Sunday, February 14, 2010

This morning I was awaken again by my daughter crying out "daddy I want you!"  I was very tired and sore but I stumbled out of bed and went to get her.  We went back to sleep.  Nevertheless, we made it to mass, albeit late.  I was grateful that we are so timely most days that we could be late once and not feel guilty.  There was a special period during the mass when couples that are celebrating anniversaries of multiples of 5 this year were called to the front.  My wife and I shared a moment of serenity during the blessing despite not being able to go due to the kids. When I entered the communion line the usher gave me a nod and a hand on the back which gave me a sense of inclusion in the family of our parish.  The homily of our priest really moved me with his observation that marriage is a reflection of the relationship between Christ and the church.  This got me thinking that marriage is actually the most important vocation and central to the family of the church.  He also spoke about the meaning of the beatitude "Blessed be the poor of spirit..." He talked about how it is critical for the Christian to realized that he is poor of spirit in order to be able to receive the Lord.  I thought of this in comparison to admitting powerlessness and unmanageability.

I looked back at tryouts yesterday with a great deal of gratitude to be able to be part of that family also.

My wife took the kids on a special trip to the movies to give me a chance to study.  As she was preparing to leave I was looking into the details of my assignment and seeing that it was much more difficult than I had previously realized.  I began to think it was impossible and I became very frustrated, afraid, and resentful.  Before she left she asked me to start dinner.  This set me off.  I completely lost my temper.
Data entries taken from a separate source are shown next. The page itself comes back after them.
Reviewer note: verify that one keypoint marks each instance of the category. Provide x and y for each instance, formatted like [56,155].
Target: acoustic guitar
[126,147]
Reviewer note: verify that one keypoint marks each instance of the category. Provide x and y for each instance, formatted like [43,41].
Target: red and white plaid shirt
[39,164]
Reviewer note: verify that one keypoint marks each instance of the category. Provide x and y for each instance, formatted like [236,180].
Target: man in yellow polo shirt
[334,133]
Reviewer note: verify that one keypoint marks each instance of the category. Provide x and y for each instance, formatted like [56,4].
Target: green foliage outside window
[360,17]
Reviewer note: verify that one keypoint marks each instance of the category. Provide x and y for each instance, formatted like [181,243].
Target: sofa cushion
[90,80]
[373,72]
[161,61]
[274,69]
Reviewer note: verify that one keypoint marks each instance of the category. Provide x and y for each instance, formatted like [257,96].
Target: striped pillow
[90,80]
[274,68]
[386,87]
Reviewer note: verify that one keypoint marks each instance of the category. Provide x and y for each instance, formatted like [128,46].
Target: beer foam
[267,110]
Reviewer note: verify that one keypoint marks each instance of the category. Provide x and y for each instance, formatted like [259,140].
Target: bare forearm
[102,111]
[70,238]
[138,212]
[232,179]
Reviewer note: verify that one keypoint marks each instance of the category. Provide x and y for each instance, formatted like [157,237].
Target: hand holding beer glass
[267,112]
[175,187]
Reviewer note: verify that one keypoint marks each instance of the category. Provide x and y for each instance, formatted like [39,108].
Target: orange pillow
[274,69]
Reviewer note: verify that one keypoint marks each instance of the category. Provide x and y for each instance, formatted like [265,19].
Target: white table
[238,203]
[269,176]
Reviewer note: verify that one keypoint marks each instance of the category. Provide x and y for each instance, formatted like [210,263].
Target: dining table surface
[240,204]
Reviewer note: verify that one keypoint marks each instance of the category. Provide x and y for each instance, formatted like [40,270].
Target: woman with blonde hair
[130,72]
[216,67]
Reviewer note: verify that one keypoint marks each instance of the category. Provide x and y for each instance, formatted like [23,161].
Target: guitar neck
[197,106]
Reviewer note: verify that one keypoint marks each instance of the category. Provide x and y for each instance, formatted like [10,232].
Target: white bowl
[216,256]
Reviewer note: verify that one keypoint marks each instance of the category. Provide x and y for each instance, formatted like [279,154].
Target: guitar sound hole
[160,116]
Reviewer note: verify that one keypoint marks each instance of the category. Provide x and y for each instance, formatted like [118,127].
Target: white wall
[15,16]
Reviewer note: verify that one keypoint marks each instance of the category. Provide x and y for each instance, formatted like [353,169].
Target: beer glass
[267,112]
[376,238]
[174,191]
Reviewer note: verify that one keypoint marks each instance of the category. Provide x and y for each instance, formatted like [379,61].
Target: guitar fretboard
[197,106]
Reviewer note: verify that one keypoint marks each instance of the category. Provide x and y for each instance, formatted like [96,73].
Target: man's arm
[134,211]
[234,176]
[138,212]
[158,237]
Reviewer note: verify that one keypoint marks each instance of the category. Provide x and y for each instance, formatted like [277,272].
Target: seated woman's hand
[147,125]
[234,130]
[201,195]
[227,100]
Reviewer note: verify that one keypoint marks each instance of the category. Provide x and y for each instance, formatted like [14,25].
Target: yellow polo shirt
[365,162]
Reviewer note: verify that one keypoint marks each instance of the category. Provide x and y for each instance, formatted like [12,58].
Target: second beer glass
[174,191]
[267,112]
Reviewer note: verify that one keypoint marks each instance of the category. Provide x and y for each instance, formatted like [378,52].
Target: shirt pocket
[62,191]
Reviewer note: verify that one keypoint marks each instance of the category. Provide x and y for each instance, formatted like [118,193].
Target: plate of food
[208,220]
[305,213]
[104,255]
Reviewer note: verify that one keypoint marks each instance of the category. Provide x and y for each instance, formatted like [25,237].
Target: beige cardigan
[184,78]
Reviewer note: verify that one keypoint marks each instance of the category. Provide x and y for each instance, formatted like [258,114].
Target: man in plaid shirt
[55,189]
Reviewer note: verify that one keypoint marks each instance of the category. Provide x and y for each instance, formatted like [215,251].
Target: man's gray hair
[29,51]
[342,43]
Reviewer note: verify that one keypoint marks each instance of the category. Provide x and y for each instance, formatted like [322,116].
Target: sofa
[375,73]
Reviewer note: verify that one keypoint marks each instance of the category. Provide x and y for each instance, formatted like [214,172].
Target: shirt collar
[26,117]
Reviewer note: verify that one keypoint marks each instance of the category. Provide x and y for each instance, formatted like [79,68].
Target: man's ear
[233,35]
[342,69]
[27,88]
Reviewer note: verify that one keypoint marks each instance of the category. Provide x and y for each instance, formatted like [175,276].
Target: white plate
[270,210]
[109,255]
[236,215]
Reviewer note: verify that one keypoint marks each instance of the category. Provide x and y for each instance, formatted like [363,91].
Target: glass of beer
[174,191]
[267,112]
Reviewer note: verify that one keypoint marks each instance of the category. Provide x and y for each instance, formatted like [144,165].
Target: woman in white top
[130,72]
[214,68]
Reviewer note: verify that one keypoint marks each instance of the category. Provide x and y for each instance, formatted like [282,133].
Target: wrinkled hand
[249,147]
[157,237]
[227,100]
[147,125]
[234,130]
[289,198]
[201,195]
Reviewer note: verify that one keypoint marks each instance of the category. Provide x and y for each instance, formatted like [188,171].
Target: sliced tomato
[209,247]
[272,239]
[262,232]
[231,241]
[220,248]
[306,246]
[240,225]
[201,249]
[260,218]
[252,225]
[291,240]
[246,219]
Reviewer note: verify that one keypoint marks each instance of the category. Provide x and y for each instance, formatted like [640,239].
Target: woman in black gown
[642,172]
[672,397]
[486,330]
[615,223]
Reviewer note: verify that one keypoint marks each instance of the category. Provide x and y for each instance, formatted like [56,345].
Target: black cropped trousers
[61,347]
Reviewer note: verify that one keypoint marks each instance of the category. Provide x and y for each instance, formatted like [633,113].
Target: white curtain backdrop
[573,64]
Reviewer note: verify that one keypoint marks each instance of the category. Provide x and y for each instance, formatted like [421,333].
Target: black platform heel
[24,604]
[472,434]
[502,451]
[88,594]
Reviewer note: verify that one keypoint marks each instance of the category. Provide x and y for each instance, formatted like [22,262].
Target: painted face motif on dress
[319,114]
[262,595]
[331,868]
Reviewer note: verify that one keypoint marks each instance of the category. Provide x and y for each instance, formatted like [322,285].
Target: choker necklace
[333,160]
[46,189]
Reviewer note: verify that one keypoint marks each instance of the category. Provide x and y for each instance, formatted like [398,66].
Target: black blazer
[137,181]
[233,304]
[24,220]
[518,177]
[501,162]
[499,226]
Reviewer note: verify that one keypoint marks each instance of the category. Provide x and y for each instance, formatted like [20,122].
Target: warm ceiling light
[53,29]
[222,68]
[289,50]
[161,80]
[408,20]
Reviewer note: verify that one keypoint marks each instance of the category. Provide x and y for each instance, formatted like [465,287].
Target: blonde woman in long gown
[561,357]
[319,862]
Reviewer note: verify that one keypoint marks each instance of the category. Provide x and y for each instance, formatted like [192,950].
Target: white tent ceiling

After she left my frustration mounted.  I had to lay down and cool off.  I settled enough to resume my research.  As I was reviewing the  syllabus I realized that the assignment was not due until next week not tonight.  I was first grateful, then embarrassed and remorseful.  I made a quick amends to my wife by phone and text. I called my sponsor also.

We got to have a nice steak dinner and my parents came to visit.  Thanks be to God.